Back at the ward, I grabbed the oxygen tube (called nasal prong, I think - the one without the mask). No difference. I buzzed the nurse and was told they would page for my doctor. Meanwhile, I tried ever so hard to take in oxygen, but found that I could not breathe in. It was like my lungs froze.
I tried to calm myself down. Okay.. okay.. don't panic.. easy.. relax.. relax... try again - didn't work! In between, I kept buzzing for the nurses at 15 or 20 minutes interval, and they kept assuring me that my doc had been paged and should be coming. Sometimes, they would 'measure my oxygen' by using a fingertip pulse oximeter - where they clipped the 'probe' onto the finger, and they kept saying my oxygen level is okay.
In the meantime, a group of doctors passed by my room. A number of doctors in that group had attended to me at one time or another since I was admitted. A short while later, they went back past my room again. I told nurse M, who was nearby, to quickly get one of the doctors for me. She just wheeled round on her heels and stare at the group as they disappeared from view, and turned back to look blankly at me again. She did not go after them, neither did she called out to them. I was aghast.
They kept telling me my doc had been paged and would be coming, but after more than an hour, there was still no sign of the doc. I was sick, I can't breathe and was breaking out in cold sweat.

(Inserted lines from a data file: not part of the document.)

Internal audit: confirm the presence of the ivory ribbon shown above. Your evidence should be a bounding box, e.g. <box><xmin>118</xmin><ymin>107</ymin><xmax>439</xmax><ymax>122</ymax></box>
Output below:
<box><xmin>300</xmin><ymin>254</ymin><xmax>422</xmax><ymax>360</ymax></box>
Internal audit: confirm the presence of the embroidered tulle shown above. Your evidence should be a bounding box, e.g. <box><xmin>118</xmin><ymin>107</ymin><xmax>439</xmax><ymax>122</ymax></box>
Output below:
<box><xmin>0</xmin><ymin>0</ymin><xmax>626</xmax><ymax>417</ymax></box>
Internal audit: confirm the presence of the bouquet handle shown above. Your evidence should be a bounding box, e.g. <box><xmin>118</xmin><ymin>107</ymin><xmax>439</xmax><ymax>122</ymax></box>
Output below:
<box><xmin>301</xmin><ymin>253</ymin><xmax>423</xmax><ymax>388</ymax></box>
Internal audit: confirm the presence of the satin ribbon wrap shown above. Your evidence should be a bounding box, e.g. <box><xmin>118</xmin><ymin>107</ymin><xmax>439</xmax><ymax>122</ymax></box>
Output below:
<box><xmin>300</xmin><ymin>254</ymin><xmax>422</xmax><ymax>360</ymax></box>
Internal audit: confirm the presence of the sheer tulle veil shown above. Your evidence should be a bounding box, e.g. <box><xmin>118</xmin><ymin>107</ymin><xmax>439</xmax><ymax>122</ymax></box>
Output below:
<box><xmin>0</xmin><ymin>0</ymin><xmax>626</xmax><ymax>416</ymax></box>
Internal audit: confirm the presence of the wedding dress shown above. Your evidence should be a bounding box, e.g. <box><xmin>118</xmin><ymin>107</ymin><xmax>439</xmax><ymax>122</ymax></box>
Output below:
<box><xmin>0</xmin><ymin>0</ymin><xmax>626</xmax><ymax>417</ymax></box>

So many doctors had seen me and I needed a doc then, only one, any one would do, so where is the doc?
Finally, more than an hour later, Dr A, (one of those in the earlier group), came back and stopped at the nurses' station. I buzzed for a nurse again, and told her I could not breathe, she brought the fingertip pulse oximeter again. I told her I didn't want that. I was desperate, I was mad, my patience was gone. I wanted a doc, he was at the nurses' station, call him for me. Probably alarmed by my behaviour, she went, fortunately, because I was all ready to muster whatever strength I could to holler across the room for the doc. Sorry, but desperate situations call for desperate measures and I could not afford to be nice anymore.
By the time Dr A came to me, my arms were shaking. I had been holding onto the side rails for support. I told him, "I can't breathe; I am breaking out in cold sweat; I can't hold on any longer; Do something". And I passed out.